Driving a class C is not like driving the pickup you rented.

Just being honest with you.

bobndot
Explorer II
Explorer II
mountaintraveler,
As long as you thought it thru and are comfortable. Knowing all the variables is where you want to be.

Just something to be aware of for people like us who go into the woods. When you are looking at rvs, pay attention to the dump valve location. On newer models, the dump plumbing is usually tucked up inside an exterior compartment. On older models, it's exposed and easier to hit it something. Ground clearance of that plumbing setup is less. If your rear wheels dip into a low spot on the trail, that plumbing may touch the ground.


RE: $3k. it was FYI. If you bought new towing equipment to outfit your car to tow it. I wasn't sure you were renting a dolly or not.

Walaby
Explorer II
Explorer II
Im sure you'll do fine. Just take your time and pay attention.
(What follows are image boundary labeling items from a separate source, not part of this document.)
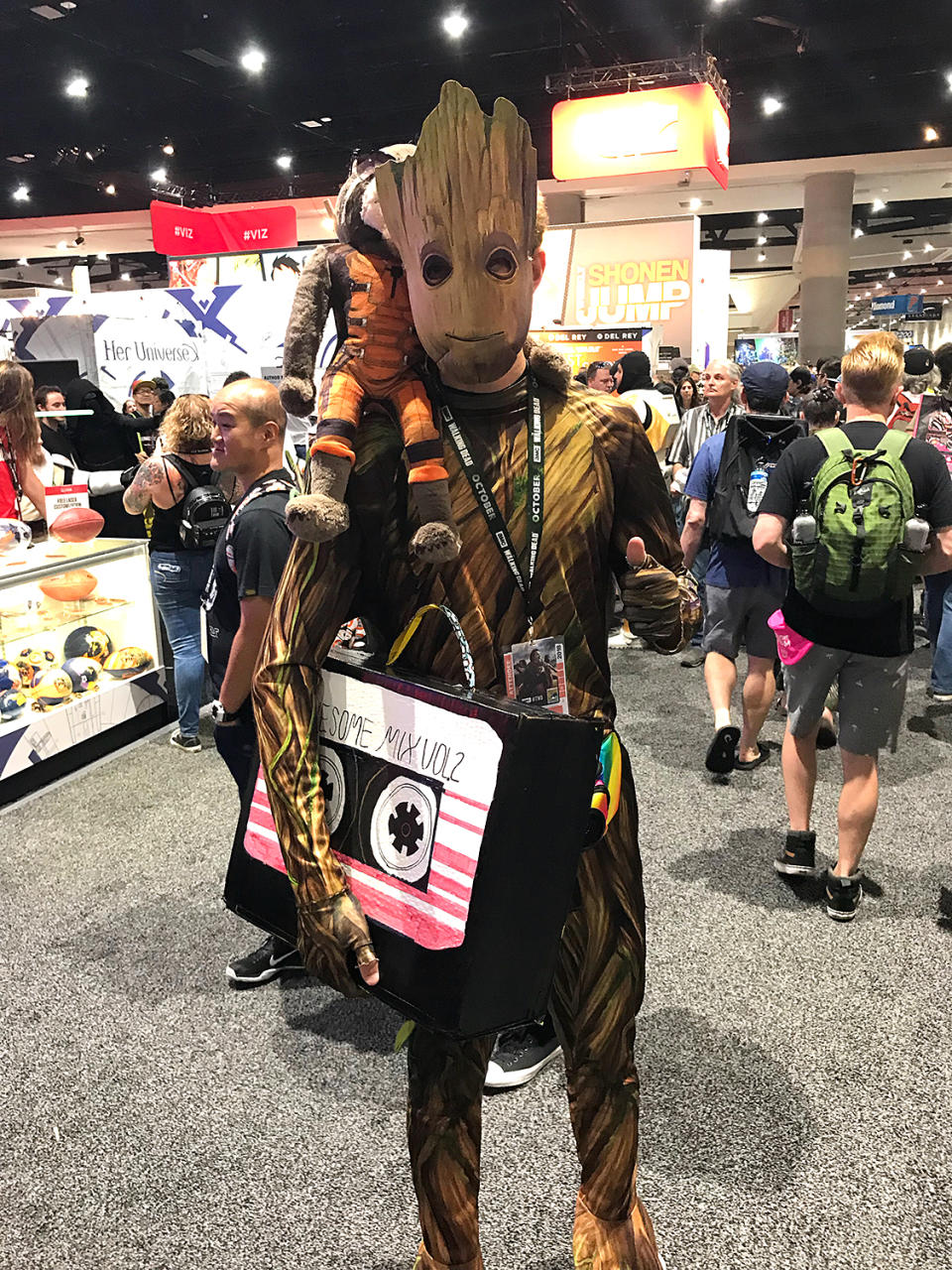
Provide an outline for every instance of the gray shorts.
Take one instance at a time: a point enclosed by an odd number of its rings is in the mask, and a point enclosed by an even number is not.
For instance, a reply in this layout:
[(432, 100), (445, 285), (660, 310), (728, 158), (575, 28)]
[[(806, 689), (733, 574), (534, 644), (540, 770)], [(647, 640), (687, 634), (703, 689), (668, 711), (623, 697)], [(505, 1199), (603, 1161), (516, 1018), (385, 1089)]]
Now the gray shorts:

Im sure if people knew how I jumped into TT/5er towing they'd have a heart attack and tell me I was bound to kill either myself or some unsuspecting motorist. As long as you remember you're in a larger vehicle and you need more time to make sure things are clear, etc, you should be fine.

24/26 foot should easily be manageable, even for a newbie. Heck, they turn school bus drivers loose after a few hours of training.

Mike
Im Mike Willoughby, and I approve this message.